This topic describes some important parameters in Delta.

Delta has three types of parameters:
  • Spark SQL parameters, which are used to execute SQL statements.
  • Runtime parameters, which can be dynamically configured in a session. These parameters are prefixed with spark.databricks.delta.
  • Non-runtime parameters, which can only be configured as global parameters in the Spark configuration file or specified as table parameters in the TBLPROPERTIES clause of the CREATE TABLE statement. Table parameters take precedence over global parameters. Global parameters are prefixed with spark.databricks.delta.properties.defaults. Table parameters are prefixed with delta.
Parameter Description
spark.databricks.delta.snapshotPartitions Default value: 10.

The number of partitions in the Delta log metadata. If the Delta log volume is large, set this parameter to a large value. If the Delta log volume is small, set this parameter to a small value. This parameter has a significant impact on the parsing performance of a Delta table.

spark.databricks.delta.retentionDurationCheck.enabled Default value: true.
Specifies whether to check the retention period when you delete tombstones.
Warning If you want to delete recently merged small files, you can set this parameter to false to disable the retention period check. However, we recommend that you use the default value. Otherwise, data generated recently may be deleted, which causes data read/write failures.
spark.databricks.delta.schema.autoMerge.enabled Default value: false.

Delta can check whether written data matches the schema of the destination table to ensure that the written data is correct.
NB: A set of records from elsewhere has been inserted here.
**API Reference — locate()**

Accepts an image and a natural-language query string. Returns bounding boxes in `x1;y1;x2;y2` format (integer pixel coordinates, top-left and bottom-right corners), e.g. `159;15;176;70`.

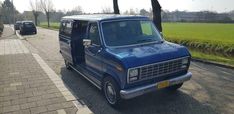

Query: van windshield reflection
102;20;163;46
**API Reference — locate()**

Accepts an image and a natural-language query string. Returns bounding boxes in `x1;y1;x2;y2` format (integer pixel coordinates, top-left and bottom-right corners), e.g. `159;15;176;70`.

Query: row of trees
2;0;162;31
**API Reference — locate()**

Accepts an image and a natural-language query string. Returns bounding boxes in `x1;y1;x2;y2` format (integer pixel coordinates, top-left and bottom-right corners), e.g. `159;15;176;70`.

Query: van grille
130;58;187;83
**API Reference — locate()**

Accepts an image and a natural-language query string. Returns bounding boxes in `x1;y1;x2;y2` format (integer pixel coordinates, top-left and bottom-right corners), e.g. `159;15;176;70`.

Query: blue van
59;14;192;106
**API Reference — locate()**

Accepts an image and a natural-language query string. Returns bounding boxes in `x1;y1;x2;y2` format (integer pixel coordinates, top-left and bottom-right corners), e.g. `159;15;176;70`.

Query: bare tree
151;0;162;32
29;0;40;26
102;7;112;14
113;0;120;14
40;0;53;27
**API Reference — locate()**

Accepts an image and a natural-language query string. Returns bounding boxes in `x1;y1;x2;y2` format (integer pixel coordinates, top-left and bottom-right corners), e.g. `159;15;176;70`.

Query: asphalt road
20;28;234;114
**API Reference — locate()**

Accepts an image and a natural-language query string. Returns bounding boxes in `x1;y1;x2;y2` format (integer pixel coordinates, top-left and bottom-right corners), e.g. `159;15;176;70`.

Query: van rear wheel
102;77;121;107
64;60;71;70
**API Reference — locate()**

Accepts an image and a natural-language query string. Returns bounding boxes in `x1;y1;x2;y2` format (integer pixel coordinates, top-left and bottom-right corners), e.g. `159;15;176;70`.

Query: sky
0;0;234;13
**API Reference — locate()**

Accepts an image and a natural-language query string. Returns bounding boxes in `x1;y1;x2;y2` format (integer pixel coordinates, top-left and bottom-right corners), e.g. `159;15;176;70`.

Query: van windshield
24;22;34;28
102;20;163;46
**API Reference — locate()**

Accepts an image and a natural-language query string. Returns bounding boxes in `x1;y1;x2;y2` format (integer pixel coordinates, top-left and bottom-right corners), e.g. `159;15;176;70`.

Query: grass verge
190;50;234;66
39;22;59;31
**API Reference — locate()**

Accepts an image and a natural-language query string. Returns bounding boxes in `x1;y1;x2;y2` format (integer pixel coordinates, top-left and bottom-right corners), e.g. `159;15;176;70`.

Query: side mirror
83;39;92;47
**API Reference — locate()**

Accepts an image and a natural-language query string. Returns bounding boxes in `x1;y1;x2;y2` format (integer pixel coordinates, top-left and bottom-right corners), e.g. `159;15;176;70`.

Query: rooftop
63;14;148;21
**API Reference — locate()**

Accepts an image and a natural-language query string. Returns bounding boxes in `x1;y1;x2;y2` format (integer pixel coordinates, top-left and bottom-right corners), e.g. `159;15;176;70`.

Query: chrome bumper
120;72;192;99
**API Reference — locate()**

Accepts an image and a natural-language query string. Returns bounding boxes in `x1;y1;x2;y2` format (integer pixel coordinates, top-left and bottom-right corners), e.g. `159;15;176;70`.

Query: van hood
107;42;190;68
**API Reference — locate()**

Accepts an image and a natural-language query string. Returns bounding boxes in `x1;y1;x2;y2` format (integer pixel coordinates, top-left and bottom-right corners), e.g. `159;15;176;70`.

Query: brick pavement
0;27;91;114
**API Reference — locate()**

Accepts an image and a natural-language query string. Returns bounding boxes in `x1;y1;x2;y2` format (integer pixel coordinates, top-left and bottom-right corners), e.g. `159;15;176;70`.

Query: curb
192;58;234;69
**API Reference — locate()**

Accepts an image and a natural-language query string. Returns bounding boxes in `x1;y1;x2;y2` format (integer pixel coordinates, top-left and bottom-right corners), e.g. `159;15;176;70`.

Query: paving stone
3;105;20;113
47;104;64;110
20;102;37;109
30;106;47;114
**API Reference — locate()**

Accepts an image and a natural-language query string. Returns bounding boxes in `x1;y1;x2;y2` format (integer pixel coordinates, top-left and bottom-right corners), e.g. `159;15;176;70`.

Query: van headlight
128;69;139;82
181;58;189;68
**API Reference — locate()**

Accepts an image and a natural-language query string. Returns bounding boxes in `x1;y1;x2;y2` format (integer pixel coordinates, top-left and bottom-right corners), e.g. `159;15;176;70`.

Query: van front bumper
120;72;192;99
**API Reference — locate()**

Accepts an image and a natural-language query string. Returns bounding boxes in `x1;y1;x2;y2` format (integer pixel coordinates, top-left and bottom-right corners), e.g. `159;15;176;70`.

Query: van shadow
61;67;216;114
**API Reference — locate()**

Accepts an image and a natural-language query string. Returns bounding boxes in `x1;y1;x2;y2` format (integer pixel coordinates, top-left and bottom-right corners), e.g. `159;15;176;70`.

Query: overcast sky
1;0;234;13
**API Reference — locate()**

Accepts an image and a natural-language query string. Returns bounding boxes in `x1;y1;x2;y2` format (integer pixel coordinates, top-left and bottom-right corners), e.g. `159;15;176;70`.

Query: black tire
102;76;122;108
166;83;183;91
64;60;71;70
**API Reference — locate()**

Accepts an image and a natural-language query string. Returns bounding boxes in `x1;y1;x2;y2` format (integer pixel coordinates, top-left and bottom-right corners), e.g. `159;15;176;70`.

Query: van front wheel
103;77;121;107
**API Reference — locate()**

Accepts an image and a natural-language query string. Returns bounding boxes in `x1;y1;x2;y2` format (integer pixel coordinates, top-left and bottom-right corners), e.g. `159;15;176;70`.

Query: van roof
62;14;148;21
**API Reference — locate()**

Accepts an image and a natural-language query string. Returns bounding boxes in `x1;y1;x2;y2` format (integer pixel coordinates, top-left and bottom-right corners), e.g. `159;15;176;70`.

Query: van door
59;20;73;64
85;22;102;79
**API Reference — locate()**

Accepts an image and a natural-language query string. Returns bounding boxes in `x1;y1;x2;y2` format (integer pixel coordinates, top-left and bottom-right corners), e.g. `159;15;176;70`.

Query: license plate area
157;81;170;89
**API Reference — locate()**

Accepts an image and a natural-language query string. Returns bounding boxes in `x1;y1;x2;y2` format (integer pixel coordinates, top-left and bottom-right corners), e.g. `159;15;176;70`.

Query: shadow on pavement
61;67;216;114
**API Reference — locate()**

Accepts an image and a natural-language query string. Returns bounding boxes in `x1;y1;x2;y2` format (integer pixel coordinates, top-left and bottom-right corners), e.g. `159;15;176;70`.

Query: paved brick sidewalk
0;27;92;114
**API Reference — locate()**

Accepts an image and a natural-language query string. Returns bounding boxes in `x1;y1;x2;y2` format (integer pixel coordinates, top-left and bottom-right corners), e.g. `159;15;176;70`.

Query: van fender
102;68;123;88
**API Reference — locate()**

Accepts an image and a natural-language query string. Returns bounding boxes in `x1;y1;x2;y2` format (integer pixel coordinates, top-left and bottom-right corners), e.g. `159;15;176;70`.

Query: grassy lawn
163;23;234;65
39;22;60;30
40;23;234;66
163;23;234;56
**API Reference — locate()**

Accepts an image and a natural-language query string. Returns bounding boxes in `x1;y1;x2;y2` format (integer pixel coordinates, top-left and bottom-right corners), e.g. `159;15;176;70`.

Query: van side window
64;21;72;36
88;23;100;45
59;21;66;34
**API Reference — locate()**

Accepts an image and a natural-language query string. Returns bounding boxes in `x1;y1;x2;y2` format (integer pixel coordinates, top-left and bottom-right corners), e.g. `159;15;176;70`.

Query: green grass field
163;23;234;45
40;23;234;66
39;22;60;30
163;23;234;56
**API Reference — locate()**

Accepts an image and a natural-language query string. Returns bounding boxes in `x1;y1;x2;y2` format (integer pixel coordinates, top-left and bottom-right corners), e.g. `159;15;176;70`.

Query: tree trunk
35;16;38;26
46;12;50;28
33;12;38;26
151;0;162;32
113;0;120;14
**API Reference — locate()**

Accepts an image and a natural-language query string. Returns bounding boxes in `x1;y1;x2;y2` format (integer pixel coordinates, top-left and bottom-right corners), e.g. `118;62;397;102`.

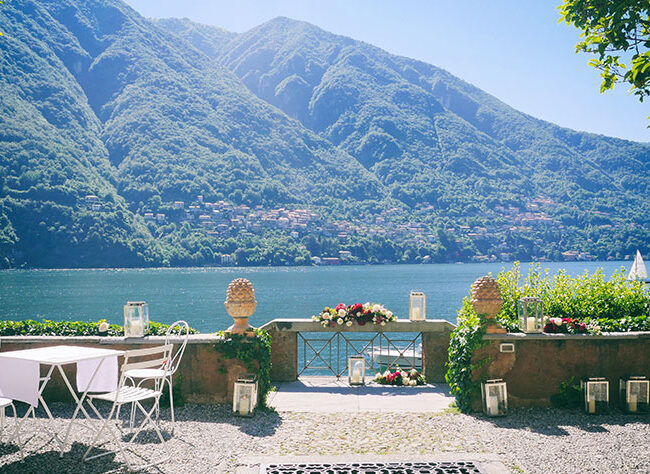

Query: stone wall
472;332;650;411
0;334;247;403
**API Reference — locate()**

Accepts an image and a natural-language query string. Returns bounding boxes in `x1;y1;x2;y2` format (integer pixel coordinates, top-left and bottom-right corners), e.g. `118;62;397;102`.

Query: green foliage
551;377;582;408
560;0;650;101
445;297;485;413
214;329;271;408
0;319;198;337
497;262;650;331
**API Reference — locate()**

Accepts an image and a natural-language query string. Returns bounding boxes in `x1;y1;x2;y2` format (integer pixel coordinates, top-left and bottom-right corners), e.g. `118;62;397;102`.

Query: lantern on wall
517;296;544;333
232;374;258;416
619;377;650;413
409;291;427;321
481;379;508;416
580;377;609;415
348;356;366;385
124;301;149;337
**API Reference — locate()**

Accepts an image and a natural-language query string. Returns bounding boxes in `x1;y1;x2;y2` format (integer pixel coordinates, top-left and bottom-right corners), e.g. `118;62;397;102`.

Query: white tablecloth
0;355;39;406
77;356;117;392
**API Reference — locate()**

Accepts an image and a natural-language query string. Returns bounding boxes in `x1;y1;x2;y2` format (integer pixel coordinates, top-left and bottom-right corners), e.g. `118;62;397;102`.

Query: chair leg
167;375;176;434
10;403;25;460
If the schema of your data changes, set the mergeSchema option to true when you write the data. This allows Delta to merge the schema of the written data with the schema of the destination table. You can also set the spark.databricks.delta.schema.autoMerge.enabled parameter to true to enable automatic merging when the data schema changes. However, we recommend that you do not set this parameter to true. Instead, use the mergeSchema option to explicitly enable merging.

spark.databricks.delta.properties.defaults.deletedFileRetentionDuration or delta.deletedFileRetentionDuration Default value: interval 1 week.
The retention period of Delta tombstones. If the spark.databricks.delta.retentionDurationCheck.enabled parameter is set to true, an exception is thrown when you delete tombstones that are still in the retention period.
Note The retention period must be greater than or equal to 1 hour.
spark.databricks.delta.properties.defaults.logRetentionDuration or delta.logRetentionDuration Default value: interval 30 days.
The validity period of Delta log files. A Delta log file expires when one of the following conditions is met:
  • The data file that corresponds to the log file is compacted.
  • The validity period of the log file ends. When Delta generates checkpoint files for Delta logs, it checks for expired Delta log files and deletes them to prevent the log files from growing infinitely.
spark.sql.sources.parallelPartitionDiscovery.parallelism Default value: 1000.
The number of parallel tasks used by Delta to scan files. If the number of files is small, set this parameter to a small value. It can be used only in the vacuum command. An improper setting of this parameter affects the efficiency of the vacuum command in scanning files.
Note This parameter is a Spark SQL parameter.